The UAE left the Oil Producer and Exporter Countries (OPEC), a group of oil-producing nations created to control global oil prices in the interests of its members. The group has often been called a cartel due to its ability to manipulate oil prices through different methods.
Impact on Global Oil Supply
Globally, 25% of world oil consumption comes from the Saudi-UAE-Bahrain-Iran-Qatar network, and OPEC controls nearly 80% of global oil supply. Within the erstwhile OPEC (including the UAE), the UAE accounts for 6.4% of global oil supply, whereas Saudi Arabia accounts for roughly 15%.
The total oil production per day as of May 2026 is around 3 million barrels per day, 10% of global production capacity. If they scale up to their maximum capacity, i.e., up to 5 million barrels per day, they can add another 7%-8% production to the global oil supply.
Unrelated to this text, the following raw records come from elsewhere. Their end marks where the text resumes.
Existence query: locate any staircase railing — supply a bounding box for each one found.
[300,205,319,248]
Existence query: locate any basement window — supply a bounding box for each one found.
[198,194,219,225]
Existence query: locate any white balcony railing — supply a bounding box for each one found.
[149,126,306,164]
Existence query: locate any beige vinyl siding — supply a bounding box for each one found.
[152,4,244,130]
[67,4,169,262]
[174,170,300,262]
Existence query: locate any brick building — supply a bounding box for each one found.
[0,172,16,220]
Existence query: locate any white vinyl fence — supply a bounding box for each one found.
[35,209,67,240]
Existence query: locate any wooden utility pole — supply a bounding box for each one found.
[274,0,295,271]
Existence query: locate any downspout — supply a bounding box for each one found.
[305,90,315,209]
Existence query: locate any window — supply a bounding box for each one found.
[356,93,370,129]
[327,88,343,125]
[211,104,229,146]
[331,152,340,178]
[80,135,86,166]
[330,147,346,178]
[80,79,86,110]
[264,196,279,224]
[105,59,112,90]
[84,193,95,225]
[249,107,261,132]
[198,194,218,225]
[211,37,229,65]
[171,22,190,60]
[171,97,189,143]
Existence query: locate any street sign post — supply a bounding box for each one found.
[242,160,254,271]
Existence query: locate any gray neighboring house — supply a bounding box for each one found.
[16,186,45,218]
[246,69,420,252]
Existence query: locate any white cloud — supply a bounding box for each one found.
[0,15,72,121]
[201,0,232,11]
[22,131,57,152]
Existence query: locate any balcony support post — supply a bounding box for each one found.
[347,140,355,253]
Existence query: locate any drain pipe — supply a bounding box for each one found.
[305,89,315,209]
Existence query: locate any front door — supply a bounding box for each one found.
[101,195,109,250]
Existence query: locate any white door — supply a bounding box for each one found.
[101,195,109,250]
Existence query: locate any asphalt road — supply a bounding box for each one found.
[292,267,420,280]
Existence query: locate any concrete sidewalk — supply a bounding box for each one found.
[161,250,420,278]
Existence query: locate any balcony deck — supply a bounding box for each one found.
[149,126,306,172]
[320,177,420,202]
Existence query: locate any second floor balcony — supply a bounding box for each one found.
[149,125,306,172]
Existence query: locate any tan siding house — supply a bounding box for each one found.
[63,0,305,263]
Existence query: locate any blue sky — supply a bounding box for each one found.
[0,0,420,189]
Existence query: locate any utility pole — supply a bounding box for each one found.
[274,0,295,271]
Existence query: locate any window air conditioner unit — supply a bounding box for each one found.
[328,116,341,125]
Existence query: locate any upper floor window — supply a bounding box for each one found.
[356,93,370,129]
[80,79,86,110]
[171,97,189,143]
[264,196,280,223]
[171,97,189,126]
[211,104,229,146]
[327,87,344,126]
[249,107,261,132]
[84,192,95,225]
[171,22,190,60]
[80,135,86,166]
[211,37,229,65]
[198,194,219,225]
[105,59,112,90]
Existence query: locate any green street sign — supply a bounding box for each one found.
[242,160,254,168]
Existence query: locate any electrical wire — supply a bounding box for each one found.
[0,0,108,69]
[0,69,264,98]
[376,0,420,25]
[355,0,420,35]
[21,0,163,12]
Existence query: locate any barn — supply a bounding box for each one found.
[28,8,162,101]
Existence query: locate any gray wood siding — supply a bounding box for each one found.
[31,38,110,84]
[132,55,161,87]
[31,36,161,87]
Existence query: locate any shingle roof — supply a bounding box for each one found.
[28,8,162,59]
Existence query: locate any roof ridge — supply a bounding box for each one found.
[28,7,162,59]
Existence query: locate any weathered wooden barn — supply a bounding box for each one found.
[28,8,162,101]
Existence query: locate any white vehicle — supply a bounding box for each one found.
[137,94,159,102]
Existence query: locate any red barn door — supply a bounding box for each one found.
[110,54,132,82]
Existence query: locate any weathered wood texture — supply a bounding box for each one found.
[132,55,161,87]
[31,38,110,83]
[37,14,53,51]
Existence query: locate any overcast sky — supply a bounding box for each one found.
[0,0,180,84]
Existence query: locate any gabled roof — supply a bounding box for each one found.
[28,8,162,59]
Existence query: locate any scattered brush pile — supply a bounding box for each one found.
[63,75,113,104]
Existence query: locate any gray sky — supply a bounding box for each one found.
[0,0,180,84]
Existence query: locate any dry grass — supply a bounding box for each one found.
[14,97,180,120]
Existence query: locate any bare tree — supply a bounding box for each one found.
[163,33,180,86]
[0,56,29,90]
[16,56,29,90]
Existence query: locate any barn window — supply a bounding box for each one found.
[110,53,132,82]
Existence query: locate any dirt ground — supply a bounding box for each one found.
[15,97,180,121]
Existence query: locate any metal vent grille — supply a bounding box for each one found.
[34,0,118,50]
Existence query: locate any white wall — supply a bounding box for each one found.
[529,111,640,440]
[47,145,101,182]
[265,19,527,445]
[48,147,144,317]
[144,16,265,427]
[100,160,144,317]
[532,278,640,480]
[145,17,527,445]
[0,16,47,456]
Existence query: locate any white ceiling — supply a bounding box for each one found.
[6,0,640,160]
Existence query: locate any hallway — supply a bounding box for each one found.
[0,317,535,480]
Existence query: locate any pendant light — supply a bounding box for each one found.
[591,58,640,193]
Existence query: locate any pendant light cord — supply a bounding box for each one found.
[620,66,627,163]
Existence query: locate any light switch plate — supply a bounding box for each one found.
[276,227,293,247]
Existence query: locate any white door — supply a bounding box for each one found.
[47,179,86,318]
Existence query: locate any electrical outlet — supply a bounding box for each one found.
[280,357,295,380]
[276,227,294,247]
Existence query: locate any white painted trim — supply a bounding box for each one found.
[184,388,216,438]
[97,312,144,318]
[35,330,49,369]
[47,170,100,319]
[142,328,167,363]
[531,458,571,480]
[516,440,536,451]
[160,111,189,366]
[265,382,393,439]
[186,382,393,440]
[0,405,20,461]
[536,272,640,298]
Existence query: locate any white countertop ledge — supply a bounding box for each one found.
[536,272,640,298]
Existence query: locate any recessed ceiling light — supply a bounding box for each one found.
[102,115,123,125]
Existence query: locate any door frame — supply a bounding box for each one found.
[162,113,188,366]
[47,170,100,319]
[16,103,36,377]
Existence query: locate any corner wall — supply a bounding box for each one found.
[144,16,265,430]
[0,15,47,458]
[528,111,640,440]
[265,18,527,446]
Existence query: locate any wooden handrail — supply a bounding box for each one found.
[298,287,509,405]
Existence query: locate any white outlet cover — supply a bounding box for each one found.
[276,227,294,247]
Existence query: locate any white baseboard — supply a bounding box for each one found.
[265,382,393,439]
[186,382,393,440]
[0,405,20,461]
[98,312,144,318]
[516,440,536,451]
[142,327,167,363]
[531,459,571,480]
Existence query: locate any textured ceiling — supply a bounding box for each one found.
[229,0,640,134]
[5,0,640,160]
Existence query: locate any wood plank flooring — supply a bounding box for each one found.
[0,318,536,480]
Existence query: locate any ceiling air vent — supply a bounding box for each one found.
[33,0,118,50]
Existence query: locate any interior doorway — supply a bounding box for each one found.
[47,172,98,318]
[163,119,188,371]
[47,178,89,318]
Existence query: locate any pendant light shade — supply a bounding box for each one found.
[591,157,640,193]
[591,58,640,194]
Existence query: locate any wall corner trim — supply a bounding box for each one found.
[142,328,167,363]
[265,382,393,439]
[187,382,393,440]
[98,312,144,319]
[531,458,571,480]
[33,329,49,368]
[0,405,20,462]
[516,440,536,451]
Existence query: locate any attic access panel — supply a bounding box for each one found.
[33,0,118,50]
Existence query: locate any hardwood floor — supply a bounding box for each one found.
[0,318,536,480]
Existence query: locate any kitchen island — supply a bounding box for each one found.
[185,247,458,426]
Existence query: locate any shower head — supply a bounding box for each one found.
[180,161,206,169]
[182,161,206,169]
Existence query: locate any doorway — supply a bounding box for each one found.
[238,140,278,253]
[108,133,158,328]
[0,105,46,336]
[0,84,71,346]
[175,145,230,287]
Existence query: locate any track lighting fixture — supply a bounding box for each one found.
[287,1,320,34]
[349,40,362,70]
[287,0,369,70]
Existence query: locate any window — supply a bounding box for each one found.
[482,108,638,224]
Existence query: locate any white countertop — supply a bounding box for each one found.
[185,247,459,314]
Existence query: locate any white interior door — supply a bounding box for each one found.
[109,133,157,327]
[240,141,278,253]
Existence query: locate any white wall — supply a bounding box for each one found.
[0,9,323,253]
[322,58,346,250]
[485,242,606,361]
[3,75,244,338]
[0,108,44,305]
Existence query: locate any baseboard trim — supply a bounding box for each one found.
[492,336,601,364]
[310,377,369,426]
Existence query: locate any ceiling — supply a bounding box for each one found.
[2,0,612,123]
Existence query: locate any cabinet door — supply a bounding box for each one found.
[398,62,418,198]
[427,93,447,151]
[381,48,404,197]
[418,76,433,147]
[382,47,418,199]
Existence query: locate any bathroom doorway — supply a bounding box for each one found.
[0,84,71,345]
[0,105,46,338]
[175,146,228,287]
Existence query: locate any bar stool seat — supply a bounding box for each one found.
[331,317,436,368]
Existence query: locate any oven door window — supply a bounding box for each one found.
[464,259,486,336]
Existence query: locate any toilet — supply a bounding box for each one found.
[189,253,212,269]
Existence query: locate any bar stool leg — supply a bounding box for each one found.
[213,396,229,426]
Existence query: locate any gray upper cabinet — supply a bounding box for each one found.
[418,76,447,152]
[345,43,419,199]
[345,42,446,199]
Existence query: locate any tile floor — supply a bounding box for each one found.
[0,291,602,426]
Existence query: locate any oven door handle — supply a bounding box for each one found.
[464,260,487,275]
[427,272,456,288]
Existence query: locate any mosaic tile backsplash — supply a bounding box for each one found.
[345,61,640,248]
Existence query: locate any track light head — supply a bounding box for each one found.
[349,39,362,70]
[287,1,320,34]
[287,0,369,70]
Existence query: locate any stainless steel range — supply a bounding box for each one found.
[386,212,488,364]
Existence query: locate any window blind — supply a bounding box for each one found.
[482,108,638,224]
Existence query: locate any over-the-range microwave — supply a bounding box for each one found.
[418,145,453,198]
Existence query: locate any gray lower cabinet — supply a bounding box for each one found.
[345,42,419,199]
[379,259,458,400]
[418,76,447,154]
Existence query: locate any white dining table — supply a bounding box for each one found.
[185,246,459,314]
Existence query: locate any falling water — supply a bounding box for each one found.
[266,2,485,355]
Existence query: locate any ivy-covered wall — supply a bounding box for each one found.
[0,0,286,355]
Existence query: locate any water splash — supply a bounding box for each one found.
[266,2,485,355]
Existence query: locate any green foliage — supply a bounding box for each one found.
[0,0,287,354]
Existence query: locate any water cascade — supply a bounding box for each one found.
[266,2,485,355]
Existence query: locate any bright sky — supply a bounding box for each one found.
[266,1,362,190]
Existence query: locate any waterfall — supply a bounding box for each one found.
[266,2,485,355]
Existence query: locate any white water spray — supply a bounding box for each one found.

At a point when Venezuela could see its sanctions lifted within 2026, this oil supply could easily crash prices down to $50 per barrel, i.e., the same price before the Iran-Israel war.
The Saudi-UAE Rift that Caused the UAE’s OPEC Exit
The differences between Saudi Arabia and the UAE emerged as the primary reason for this departure. Both countries have been at loggerheads with each other in multiple instances, such as:
- Gaza Issue: There is a slight difference with the UAE willing to be more cooperative with Israel, whereas the Saudis want a clear path towards a Palestinian State.
- Sudan: The Saudi Arabian government backs the government forces, i.e., SAF, whereas the UAE has been accused of backing the RAF.
- Yemen: The alliance fighting against the Houthis collapsed as Saudi Arabia continued backing the Presidential Leadership Council, while the UAE backed the Southern Transition Council.
- Somalia: In the independence movement of Somaliland, the UAE is suspected to be a shadow backer of the Somaliland government (also recognized by Israel), whereas the Saudis support the Federal Government in Mogadishu.